Quel maledetto Vronskij è un libro che scava a fondo nella psicologia di personaggi apparentemente semplici e mediocri, svelando la complessità di sentimenti e relazioni che a prima vista potrebbero sembrare banali, “borghesi”, noiose. È un romanzo d’amore che ridona dignità a quella classe di persone buone, i Don Chisciotte del nostro tempo, troppo spesso oggetto di cliché snob anche da parte di quelle classi politiche e intellettuali che dovrebbero rappresentarle. Piersanti ne segue le profondità del pensiero, le paure, le ossessioni, ma anche i sussulti di pura gioia, con uno stile asciutto, stringato, ben ritmato, che mai cedente alla tentazione della parola ad effetto, dell’inutile sentimentalismo. Uno stile che, nella sua ricerca di oggettività, mette in luce l’autenticità del dettato interiore dei personaggi e delle situazioni, a volte rocambolesche e impensate, che si trovano a vivere. E ci sono anche dei momenti di poesia, in cui il linguaggio ellittico, sospeso, fa emergere il silenzio e tutte le possibilità del non detto, tutta la drammaticità delle vicende con cui questi poveri inetti postmoderni devono fare i conti in mezzo a “cambiamenti che portano altri cambiamenti e alla fine ci si trova cambiati anche continuando la solita vita di sempre”.

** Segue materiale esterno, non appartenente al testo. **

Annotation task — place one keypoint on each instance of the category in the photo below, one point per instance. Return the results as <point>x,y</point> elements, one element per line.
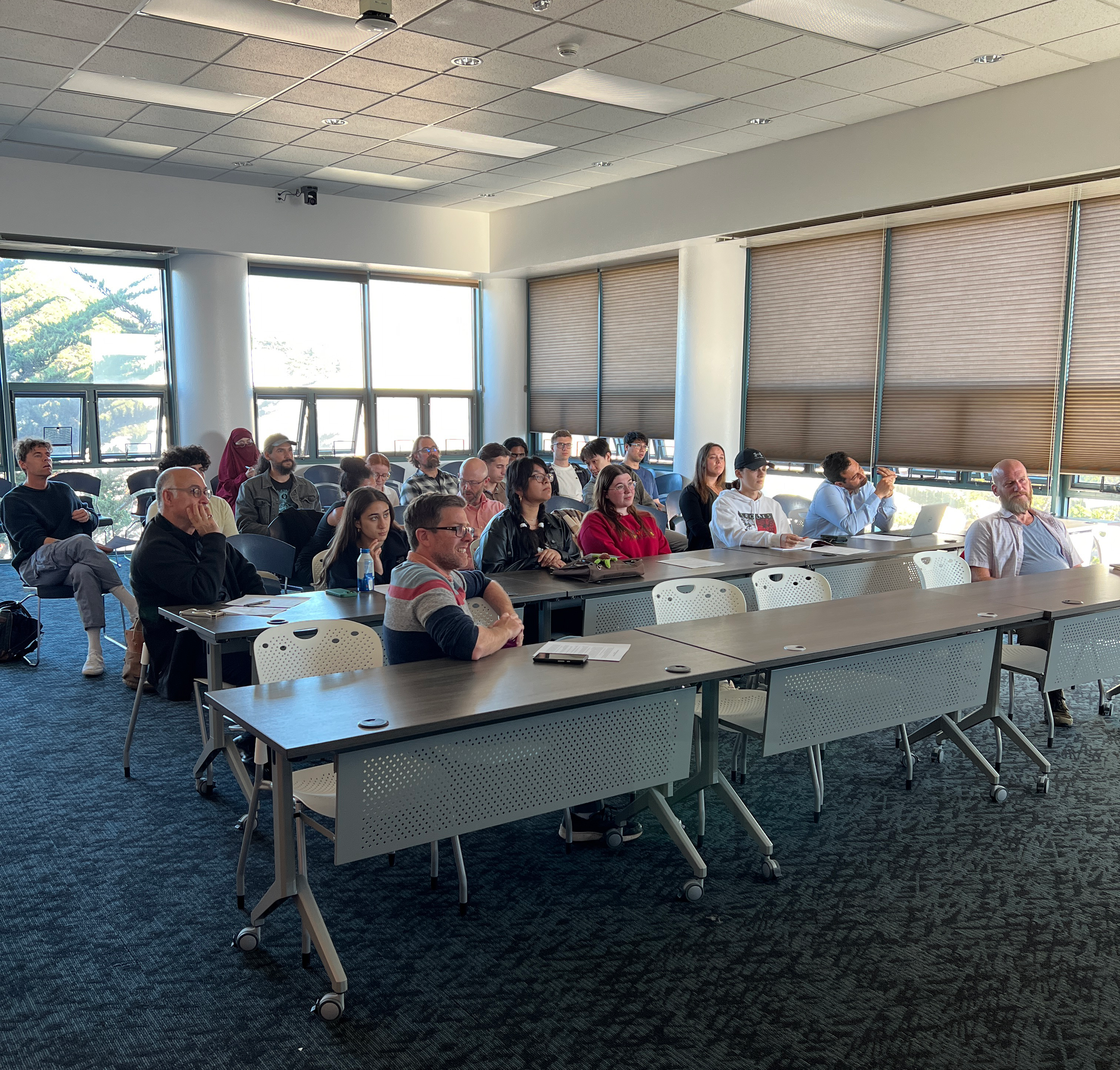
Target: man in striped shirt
<point>426,612</point>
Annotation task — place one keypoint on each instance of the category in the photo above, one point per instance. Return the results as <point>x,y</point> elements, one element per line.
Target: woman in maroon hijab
<point>240,455</point>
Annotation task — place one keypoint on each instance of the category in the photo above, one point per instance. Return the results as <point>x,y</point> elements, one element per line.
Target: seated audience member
<point>614,526</point>
<point>567,480</point>
<point>50,533</point>
<point>184,560</point>
<point>380,469</point>
<point>428,479</point>
<point>473,480</point>
<point>523,536</point>
<point>497,459</point>
<point>426,612</point>
<point>518,449</point>
<point>239,462</point>
<point>197,459</point>
<point>696,500</point>
<point>263,498</point>
<point>847,501</point>
<point>367,525</point>
<point>356,473</point>
<point>1021,540</point>
<point>744,516</point>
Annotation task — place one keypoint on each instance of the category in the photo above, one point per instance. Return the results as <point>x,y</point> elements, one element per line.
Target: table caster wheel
<point>771,870</point>
<point>331,1007</point>
<point>249,939</point>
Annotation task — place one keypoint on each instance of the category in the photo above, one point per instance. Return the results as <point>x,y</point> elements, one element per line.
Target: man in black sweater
<point>50,530</point>
<point>183,560</point>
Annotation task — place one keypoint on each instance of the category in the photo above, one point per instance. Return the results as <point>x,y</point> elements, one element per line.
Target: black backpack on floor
<point>19,633</point>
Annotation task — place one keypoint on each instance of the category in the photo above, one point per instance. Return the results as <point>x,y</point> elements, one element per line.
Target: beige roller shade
<point>1091,429</point>
<point>975,341</point>
<point>640,349</point>
<point>564,353</point>
<point>813,348</point>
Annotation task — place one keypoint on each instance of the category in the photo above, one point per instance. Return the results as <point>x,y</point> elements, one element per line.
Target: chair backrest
<point>778,587</point>
<point>266,554</point>
<point>314,649</point>
<point>695,600</point>
<point>940,569</point>
<point>320,474</point>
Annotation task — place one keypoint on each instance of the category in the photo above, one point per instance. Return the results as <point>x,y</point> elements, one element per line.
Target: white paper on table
<point>594,651</point>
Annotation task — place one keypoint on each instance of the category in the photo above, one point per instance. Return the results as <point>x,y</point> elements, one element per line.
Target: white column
<point>504,322</point>
<point>210,329</point>
<point>709,351</point>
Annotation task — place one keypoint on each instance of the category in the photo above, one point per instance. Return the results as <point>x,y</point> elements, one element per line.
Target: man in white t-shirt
<point>746,517</point>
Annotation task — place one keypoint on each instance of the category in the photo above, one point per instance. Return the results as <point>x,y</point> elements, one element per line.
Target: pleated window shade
<point>640,349</point>
<point>564,353</point>
<point>1090,431</point>
<point>975,340</point>
<point>813,351</point>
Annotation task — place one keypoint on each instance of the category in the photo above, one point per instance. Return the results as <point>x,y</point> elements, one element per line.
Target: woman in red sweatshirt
<point>614,526</point>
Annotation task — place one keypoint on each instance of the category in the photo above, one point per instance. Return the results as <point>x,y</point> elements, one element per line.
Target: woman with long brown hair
<point>614,526</point>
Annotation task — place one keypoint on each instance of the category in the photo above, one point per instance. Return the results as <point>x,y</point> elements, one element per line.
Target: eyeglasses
<point>460,530</point>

È, inoltre, un romanzo che pone numerosi interrogativi sul mondo in cui viviamo: dallo strapotere delle tecnologia, causa della perdita del lavoro di Giovanni e del declino dell’arte tipografica, alla nuova struttura di famiglia, “una cosa transitoria, come il lavoro, del resto come l’esistenza stessa”, resa tala anche dalla globalizzazione (la Piccola vive in un’altra parte del mondo e non nutre più alcun senso di appartenenza rispetto alla propria famiglia e alla propria città), alla solitudine in cui tutti, singoli, coppie, interi quartieri, siamo immersi; il problema della malattia e della sofferenza, che non sappiamo più affrontare; l’idea stessa di felicità quale assenza di dolore che il mondo capitalista ha forgiato, rendendoci tutti schiavi insoddisfatti della logica della perfezione e dell’efficienza, mentre “la felicità è leggerezza, è una cosa sottile, che se la chiami con il suo nome scompare. Dev’essere inconsapevole e senza sforzo”.
Il romanzo di Piersanti ci ricorda che esiste per ognuno un maledetto Vronskji. Che non si può sconfiggere, ma si può affrontare di volta in volta solo con una forza: l’amore.